Democrats in the U.S. Senate held a hearing Wednesday as part of their push for stronger gun laws.
Panelists included a survivor of last month’s shooting in Parkland, Florida, as well as people affected by other mass shootings on school campuses, including Sandy Hook and Virginia Tech.
Senators also heard from a sophomore at Hood River Valley High School who is helping organize a student walkout in the rural district.
Today, Hood River student Eva Jones spoke out at a hearing to call on Congress to act on gun safety. I was impressed by our discussion at my #2018townhall in Odell. Eva is leading by example to push for change at every level & hold lawmakers accountable. #RonReport pic.twitter.com/UAhprVCEKt— Ron Wyden (@RonWyden) March 8, 2018
Eva Jones described a sense of fear among her classmates that dates back to middle school.She recalled friends who would jump at the sight of sudden visitors at the classroom door, and feeling sickened by instinctively searching new classrooms for the best places to hide in the event of an armed intruder.
Jones called for tighter rules on guns, including expanded background checks and a ban on semi-automatic weapons.

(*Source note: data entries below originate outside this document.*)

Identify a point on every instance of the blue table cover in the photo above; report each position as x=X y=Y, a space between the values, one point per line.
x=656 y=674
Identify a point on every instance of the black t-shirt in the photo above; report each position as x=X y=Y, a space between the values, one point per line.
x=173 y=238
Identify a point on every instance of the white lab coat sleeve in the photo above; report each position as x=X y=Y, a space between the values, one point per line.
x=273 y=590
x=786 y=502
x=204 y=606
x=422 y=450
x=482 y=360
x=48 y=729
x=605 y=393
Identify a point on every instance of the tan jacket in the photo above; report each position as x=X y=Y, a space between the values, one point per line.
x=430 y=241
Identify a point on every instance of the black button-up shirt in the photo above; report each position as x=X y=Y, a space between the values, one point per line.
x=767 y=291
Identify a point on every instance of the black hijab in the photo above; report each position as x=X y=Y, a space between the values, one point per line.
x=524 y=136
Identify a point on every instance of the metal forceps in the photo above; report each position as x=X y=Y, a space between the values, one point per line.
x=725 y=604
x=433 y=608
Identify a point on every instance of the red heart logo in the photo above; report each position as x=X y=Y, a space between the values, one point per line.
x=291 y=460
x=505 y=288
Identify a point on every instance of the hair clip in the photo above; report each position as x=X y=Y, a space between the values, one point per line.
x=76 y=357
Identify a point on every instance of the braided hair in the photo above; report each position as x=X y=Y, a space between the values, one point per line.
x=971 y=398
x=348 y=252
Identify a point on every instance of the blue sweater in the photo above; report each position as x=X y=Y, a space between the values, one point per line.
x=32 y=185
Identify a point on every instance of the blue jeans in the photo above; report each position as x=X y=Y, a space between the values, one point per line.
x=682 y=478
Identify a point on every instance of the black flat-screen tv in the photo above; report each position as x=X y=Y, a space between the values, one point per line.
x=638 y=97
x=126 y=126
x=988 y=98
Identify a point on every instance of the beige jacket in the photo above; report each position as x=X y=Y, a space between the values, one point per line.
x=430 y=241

“We are the ones most affected by these shootings and we can not even vote,” Jones told the Senate Democrats.
“It is infuriating to have our lives valued less than a collectible,” she added. “We will not accept this. We are sick of living like this and I can assure you, we will be relentless.”
Jones joins a growing group of students across the country who are leading the activist charge against gun violence since 17 students and teachers were killed at Florida’s Marjory Stoneman Douglas High School last month.
Schools across the country are preparing for student walkouts March 14, the one-month anniversary of the mass shooting in Florida.
Those testifying on Wednesday supported stronger background checks, closing loopholes and a crackdown on military-style weapons.
Senators said several of those are part of Democrat-backed legislation, but passing those would require support from Republicans who have historically resisted gun control measures.